The book is broken up into three parts. In part one, our mysterious narrator speaks with Tom Flanagan about a book he wants to write about the summer that Tom spent with his friend Del Nightingale. It was not just any old summer vacation because they were staying with master magician Coleman Collins at his secluded mansion. The entire experience turned out to be a lot more than either boy expected. Especially Tom, who thinks that they are just there to learn some magic. After the introduction, we go to a creepy boys’ prep school and that is where our heroes meet. Del and Tom become good friends while suffering through a freaky series of events that include such weirdos as Skeleton Ridpath and the school’s new headmaster, Laker Broome.

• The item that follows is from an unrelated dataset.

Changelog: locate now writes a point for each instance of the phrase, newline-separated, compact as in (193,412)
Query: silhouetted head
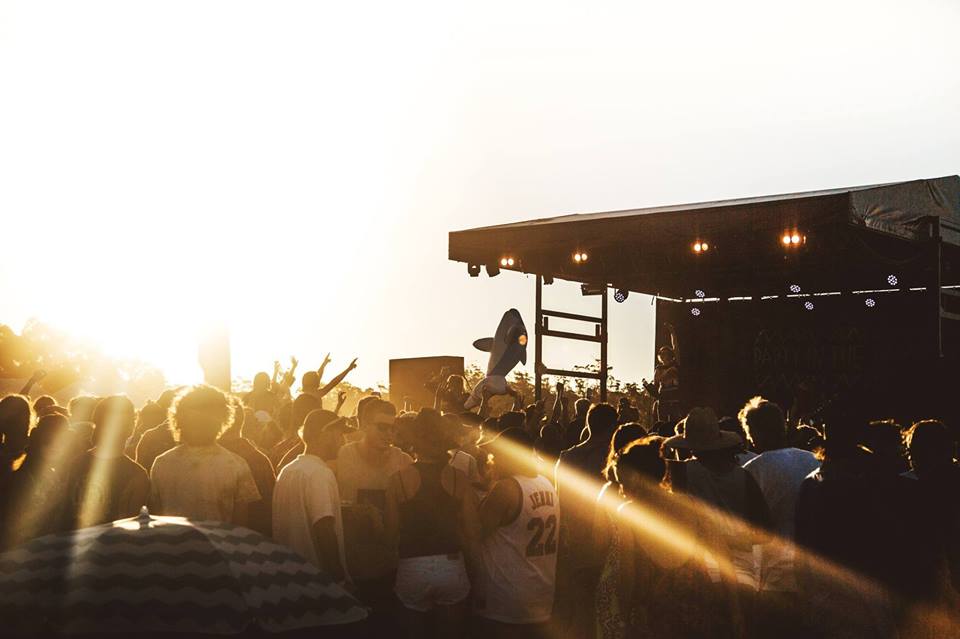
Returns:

Luckily Tom and Del find that they share a love of magic, and soon they are spending a lot of time together. Del is incredibly rich and treats the world with the indifference caused by such a condition. This sometimes puts he and Tom at odds with each other. That, and the fact that Del’s natural parents are dead, sets him apart from Tom, whose parents are more of the working class type. When Tom’s father starts dying from cancer, Del cannot relate. A person who connects very well with Tom, is Bud, the butler at Del’s house. Unlike the other rich white people, who think it to be below them, Tom shakes Bud’s dark skinned hand and treats him with the respect the quiet, mysterious man deserves. Both of them realize that although Del’s uncle is teaching him magic when he visits his home in Vermont, that being alone with Coleman Collins is not safe for him.

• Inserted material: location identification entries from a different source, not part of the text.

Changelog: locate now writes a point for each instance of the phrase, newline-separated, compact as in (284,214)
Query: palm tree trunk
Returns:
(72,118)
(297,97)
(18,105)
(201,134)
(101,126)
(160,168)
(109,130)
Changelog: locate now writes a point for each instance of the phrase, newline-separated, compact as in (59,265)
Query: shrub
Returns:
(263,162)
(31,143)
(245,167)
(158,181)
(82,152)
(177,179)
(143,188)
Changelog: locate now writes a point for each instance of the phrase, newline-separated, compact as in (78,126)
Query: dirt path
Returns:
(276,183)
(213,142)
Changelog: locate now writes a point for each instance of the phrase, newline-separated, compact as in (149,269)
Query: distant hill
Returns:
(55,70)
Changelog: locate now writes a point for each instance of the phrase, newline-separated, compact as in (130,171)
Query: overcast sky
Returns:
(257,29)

On what turns out to be Del’s final visit to his uncle’s estate, Tom accompanies him. It seems like everyone wants him to keep an eye on little Del and he feels it himself, that something is not right. However, Coleman Collins is a serious force to be reckoned with and seems to be omniscient, and if for some reason he’s not watching the boys, he has some bad-ass hired hands who are more than happy to rough them up. There’s also a strange device called, “The Collector” which Collins introduces as a sort of plaything, but it is far from that. The Collector collects peoples’ souls, their life essence, and there they stay unless Collins sees fit to release them. Coleman Collins doesn’t really give two shits about pulling a quarter from behind your ear. No, what Collins has tapped into is so evil that it makes the Devil look kind of wimpy.

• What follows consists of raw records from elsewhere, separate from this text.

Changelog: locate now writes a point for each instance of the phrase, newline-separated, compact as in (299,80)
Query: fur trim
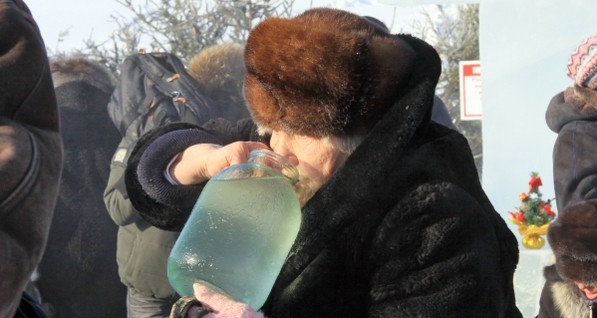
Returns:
(325,72)
(78,68)
(219,71)
(572,237)
(568,301)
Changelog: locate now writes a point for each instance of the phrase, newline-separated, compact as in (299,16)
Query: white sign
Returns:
(470,90)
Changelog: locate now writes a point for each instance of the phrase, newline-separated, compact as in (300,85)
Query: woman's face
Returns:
(316,159)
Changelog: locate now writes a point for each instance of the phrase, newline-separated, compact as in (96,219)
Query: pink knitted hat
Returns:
(582,65)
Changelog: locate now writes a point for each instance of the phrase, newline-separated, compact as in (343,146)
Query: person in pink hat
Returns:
(570,289)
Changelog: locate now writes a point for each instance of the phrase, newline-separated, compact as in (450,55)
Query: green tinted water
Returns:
(237,238)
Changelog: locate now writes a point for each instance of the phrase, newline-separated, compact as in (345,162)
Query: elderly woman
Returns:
(395,222)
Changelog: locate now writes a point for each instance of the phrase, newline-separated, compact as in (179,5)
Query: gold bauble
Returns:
(533,241)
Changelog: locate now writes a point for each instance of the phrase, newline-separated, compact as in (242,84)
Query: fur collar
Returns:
(568,301)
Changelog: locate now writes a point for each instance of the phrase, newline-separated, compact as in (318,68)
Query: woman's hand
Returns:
(200,162)
(221,306)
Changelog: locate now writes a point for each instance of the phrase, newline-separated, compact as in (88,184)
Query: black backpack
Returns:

Here come the boys who just want to levitate and learn the secrets of entertainment style magic. Tom wants to protect his little pal Del. Del wants to hook up with a female spirit named Rose that lives in the lake on Collins’ property and can’t see anything else. Coleman Collins wants the entire showcase. He wants to have enough power to run the entire world as he sees fit. The person who unknowingly has that power is Tom Flanagan. Collins aims to strip him of that power, kill his pesky little nephew, and for a good long while, live trouble free. Just when it looks like the show is over, Bud shows up and saves the day by telling Tom what his role in the magic world is supposed to be. Tom takes that ball and runs with it, but he can’t save everybody or fix everything. He’s just a kid, after all! SHADOWLAND has a LOT of stuff going on in it. There are multiple layers of stories, time travel, triumphs, defeats, and instead of really ending, the book perches uncertainly. The narrator goes to take a peek at the wreck that was once Coleman Collins kingdom and finds that the property has all been purchased by a Mr. Flanagan. Every square inch is fenced off, but…as the narrator looks on, he swears he hears voices speaking and something bubbling in the lake…

This is one hell of a great book from a writer who writes in many styles. If you liked Peter Straub’s collaborations with Stephen King, you are going to love this book. Grab it on Amazon while it’s back in print, or a used copy like I did. You won’t regret it!